Even though it's recommended for you to get at least seven hours of sleep a night, it's also a matter of sleep quality. According to a 2016 review in Advances in Nutrition, you need slow-wave sleep (also known as deep sleep) and REM (rapid-eye movement) sleep each night to strengthen your memory function. The more fat and carbs you eat, the less sleep you'll get in these stages. Highly processed and sugary carbs can interfere with sleep quality, but adding more fish and vegetables can improve sleep. You'll need to find the right balance of protein in your diet if you want to sleep well. Eating less than 16% of your calories from protein makes it harder to get to sleep, but eating more than 20% of your diet from protein could have you waking up through the night.
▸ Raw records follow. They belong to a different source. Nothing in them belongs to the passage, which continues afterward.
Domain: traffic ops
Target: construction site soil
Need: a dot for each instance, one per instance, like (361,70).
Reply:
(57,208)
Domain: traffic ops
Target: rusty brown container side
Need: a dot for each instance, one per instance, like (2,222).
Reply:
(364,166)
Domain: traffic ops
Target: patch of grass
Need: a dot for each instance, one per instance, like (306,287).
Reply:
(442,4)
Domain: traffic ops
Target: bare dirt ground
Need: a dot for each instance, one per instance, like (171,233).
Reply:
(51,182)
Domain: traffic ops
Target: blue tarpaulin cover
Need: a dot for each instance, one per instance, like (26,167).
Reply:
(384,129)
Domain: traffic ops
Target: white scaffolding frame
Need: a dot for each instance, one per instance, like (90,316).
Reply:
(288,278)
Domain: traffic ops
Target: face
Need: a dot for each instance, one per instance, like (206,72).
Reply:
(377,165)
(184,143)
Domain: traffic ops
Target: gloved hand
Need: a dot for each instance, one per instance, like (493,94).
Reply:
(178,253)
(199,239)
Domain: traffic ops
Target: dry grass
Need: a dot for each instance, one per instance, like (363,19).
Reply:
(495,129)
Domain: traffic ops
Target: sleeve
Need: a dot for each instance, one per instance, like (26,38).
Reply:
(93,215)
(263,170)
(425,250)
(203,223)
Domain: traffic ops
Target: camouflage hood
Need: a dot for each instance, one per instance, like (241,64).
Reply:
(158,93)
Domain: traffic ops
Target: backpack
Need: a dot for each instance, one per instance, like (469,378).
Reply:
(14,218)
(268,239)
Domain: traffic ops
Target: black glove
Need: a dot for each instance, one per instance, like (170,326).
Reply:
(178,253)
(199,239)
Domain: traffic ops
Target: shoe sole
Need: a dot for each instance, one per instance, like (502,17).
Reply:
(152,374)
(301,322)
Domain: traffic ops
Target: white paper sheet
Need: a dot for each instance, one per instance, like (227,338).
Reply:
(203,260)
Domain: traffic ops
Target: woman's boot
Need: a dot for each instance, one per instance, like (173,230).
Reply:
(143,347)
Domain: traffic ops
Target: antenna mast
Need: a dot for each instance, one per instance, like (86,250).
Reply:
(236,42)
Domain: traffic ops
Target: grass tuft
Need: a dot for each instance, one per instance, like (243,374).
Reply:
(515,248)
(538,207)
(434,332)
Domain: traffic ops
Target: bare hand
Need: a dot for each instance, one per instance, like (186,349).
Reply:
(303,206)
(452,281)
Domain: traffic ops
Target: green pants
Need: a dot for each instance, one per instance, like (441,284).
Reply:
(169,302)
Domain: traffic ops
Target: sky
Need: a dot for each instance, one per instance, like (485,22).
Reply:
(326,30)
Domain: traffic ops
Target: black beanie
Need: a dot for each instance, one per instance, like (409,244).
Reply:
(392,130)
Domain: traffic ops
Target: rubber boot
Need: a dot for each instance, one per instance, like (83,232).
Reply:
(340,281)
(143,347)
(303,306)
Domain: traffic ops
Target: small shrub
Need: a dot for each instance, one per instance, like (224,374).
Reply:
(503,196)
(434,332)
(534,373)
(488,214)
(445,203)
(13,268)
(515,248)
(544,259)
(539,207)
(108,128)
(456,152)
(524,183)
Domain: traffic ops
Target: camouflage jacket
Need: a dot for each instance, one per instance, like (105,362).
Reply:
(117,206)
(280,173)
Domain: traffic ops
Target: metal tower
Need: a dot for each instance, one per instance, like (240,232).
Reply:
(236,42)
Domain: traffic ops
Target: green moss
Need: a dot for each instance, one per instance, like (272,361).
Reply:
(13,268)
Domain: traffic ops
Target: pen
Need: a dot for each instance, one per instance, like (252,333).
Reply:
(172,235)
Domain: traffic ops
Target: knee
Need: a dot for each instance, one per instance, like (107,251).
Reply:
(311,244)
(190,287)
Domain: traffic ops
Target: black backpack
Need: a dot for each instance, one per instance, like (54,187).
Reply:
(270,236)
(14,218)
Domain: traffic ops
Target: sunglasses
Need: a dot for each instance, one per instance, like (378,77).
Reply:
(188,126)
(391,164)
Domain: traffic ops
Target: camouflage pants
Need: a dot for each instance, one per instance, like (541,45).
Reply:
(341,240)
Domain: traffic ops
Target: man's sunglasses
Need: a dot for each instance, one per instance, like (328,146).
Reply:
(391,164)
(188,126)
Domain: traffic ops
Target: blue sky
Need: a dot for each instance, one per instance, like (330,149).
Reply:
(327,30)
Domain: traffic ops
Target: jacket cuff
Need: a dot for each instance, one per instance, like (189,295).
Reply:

The best diet to help improve your sleep

Lack of sleep could also get you eating the same foods, particularly unhealthy foods. When you're tired, you're more likely to grab foods higher in saturated fats and carbohydrates and eat fewer vegetables. According to a 2014 article in Physiology & Behavior, insufficient sleep will have you reaching for snacks or eating more often, and these foods are often high-calorie comfort foods. We consume more calories when we're tired to relieve mental stress, get a quick dopamine hit, and help keep us awake. Rather than eat foods that sustain our bodies, eating when you're sleep-deprived points to our desire for pleasure.

Although one particular diet might not be able to claim that it promotes better sleep, a 2023 review in Frontiers in Nutrition says that the Mediterranean diet's emphasis on a wide variety of fruits, vegetables, whole grains, and fish is linked to improved sleep quality. Certain foods such as cherries could improve sleep because they're naturally rich in melatonin.